Bear Bibeault wrote:Meantime, if you explain what the data is, and where it comes from, some concrete recommendations might be made.
Piyush Mangal wrote:
SeanMichael Hayes wrote:
Bear Bibeault wrote:What's causing these classes to "run in the background"? We can't help you if you don't tell us what your code is doing.
Right to be specific, my java classes read data off an xml file and create objects off of the data. These objects are then stored in an arrayList. What I want to do is list off these objects on a webpage. My jsp is pretty basic in that it reads the size of the object arrayList and creates tables for them.
However, no tables are created when I turn on the server and access it through my localhost. I reasoned that this may be because when the java program is running the arrayList has nothing in it initially and is populated as it runs and that the jsp only takes the initial value (zero) and thus creates NO tables at all. But what I want to know is....is the program running alongside the server and would it have populated arraylist?
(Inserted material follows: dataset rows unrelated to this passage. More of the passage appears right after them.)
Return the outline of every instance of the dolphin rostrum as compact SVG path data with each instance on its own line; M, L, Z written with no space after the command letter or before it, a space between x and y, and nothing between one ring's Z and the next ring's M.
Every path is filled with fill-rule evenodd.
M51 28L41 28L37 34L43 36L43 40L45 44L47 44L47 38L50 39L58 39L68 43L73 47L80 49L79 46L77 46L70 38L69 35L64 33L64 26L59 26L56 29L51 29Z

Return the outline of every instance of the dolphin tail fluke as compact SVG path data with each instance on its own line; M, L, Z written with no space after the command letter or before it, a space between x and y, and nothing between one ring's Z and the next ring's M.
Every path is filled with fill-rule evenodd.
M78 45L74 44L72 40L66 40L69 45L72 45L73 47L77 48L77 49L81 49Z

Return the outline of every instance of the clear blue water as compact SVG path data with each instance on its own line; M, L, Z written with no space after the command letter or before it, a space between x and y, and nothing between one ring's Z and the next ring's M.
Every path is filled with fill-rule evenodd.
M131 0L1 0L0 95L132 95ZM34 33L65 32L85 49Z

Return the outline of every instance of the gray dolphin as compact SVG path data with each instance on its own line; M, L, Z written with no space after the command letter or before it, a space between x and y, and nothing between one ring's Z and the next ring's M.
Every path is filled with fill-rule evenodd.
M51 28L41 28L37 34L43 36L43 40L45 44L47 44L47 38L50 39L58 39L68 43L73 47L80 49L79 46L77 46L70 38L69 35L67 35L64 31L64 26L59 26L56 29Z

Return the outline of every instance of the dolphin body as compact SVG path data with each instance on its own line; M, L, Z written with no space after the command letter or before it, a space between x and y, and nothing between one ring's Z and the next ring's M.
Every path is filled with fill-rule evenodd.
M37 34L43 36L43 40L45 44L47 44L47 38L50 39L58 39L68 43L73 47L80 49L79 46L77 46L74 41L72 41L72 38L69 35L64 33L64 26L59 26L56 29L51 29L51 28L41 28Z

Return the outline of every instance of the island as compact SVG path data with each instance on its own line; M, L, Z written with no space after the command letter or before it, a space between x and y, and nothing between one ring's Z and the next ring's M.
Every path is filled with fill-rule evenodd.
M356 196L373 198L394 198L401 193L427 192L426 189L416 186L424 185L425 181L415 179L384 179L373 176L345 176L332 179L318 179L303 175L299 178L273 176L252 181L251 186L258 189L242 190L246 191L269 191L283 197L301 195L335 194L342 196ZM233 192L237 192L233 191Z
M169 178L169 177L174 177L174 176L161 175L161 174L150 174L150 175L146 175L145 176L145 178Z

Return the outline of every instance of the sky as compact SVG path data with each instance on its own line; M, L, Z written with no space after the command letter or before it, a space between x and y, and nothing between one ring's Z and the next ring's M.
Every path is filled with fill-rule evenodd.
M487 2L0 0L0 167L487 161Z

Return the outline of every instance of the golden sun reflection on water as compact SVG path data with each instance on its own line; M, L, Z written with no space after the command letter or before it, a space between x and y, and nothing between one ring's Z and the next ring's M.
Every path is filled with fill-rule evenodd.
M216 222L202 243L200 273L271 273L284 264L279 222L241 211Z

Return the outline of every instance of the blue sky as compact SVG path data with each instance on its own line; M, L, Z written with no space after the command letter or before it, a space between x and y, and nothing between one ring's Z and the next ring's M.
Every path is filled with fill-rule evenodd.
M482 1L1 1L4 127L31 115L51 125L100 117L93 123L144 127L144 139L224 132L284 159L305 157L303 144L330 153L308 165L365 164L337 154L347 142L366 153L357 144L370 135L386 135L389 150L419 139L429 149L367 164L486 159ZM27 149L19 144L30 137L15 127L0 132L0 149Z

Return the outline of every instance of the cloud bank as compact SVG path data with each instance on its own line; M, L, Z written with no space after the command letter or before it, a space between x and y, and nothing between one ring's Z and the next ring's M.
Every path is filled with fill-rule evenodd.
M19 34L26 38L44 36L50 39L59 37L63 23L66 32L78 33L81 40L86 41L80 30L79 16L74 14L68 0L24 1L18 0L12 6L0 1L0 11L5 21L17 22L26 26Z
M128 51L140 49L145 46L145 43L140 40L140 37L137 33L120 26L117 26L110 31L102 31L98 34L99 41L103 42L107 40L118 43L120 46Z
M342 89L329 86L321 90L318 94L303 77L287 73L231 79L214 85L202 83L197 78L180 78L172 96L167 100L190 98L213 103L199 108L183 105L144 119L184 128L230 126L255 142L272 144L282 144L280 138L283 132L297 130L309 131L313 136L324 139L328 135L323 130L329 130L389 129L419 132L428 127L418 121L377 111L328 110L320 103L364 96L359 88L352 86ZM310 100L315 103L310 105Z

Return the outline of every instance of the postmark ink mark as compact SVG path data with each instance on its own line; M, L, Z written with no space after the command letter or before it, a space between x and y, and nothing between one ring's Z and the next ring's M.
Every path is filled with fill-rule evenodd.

Your background process and Web server will run in different JVMs so web application will not be able to see the data from background process. If you want to reuse the java classes , then deploy your class as a part of web app and have a ServletContextListener bootstraping this class.
Bear Bibeault wrote:I don't agree with that approach (separate threads in the web app).
I've done similar things before and I would keep the asynchronous polling in a separate Java daemon that writes the data into a database. The web app is simply a view onto that data and can fetch it from the DB whenever a user requests it from a browser.
SeanMichael Hayes wrote:So what your saying is that a database (like mySql?) is the way to go?
SeanMichael Hayes wrote:In its current form, my java project polls OIDs from several machines using SNMP. The OIDs polled for each machine is added into an Arraylist<String> in that machine's java object constructor. We then loop through that Arraylist and use a "get" method to poll the value of that OID. The value of which is appended to a string called "DeviceReading" with a ',' seperating the values . We then print it out into .csv file, the ',''s seperating the values into different columns in the file.
What I want to do is add a web tier, in which the values for each machine are printed out onto a web page hosted on a server. Obviously, I'm going into this kinda blind so any pointer would be appreciated.